Posted by Steve Hall · Monday April 25, 2005

Not all ideas are created equal. The biggest idea at AD:TECH is freeing the brand. Consumers are already talking about you. They are manipulating your brand and if you are doing a good job they are making it their own. The world has gone beyond brand loyalty to use of a brand as an identifier in personal expression. This has an authenticity that cannot be imposed or created inorganically.

The number of blogs has doubled in the last nine months, and Tony Conrad asks the question, “What are you doing to empower your customers to express your brand?”

He suggested that advertisers make their song, logo and content available for fans to manipulate and extend. He showed two commercials - one created by the agency and one created by a fan - and the fan one rang true. User creativity in new media cannot be stopped. In the digital world, it is all available to everyone. And for the most part people do great things with it.

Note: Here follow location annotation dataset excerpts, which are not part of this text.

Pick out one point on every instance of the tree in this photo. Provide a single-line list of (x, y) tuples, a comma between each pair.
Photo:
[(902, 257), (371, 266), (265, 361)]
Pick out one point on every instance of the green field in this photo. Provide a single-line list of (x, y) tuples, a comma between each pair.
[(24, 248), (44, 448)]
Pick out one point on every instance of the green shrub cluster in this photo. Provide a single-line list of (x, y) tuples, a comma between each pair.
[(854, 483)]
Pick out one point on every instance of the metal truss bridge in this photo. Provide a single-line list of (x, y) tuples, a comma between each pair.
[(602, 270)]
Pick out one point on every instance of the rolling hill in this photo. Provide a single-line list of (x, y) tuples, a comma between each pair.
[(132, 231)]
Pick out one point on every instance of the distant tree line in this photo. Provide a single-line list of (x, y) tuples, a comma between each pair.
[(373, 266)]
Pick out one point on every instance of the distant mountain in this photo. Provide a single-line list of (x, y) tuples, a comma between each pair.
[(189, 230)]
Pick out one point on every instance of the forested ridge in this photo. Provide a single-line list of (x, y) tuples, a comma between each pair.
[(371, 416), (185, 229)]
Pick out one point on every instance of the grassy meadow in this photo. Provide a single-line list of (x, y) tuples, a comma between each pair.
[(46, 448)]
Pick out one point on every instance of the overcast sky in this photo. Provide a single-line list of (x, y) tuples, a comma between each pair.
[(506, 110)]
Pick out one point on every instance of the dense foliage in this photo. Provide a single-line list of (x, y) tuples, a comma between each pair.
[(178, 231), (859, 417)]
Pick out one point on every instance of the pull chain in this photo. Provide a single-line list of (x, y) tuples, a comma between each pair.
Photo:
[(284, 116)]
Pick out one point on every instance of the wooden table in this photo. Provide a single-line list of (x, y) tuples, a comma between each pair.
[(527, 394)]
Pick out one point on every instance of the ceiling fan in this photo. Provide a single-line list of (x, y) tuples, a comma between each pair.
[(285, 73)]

Advertises that proactively engage with the consumer put a human face to their brand. Conrad recommends that they “Get in front of it and trust.” It is still stunning to ad folks that people enjoy creating materials about and discussing products. But it has been my belief that it’s more fun to create culture than to consume it. NIN has allowed anyone to remix their latest tracks.  My old high school English teacher, Mr. Retman, said that the thirty second commercial was the sonnet of the Twentieth Century. The limits of the form dictated the creativity. The desire for free form content is the desire to cast off those restrictions. 

The dichotomy of freeform and relevance is not as much of a stretch as one might think. Consumers are creating content and in doing so self-selecting into groups. The ability to reach these groups effectively is the next step in targeting.

Panelists thought search will be dominated by the big three. There was a prediction that buying words has flat-lined and cannot be taken much further. The interesting areas have to do with reaching smaller more specific audiences.  The marketplace seems to have a cautious buzz. Marketplaces controlled by the consumer in these self-selected groups are interesting.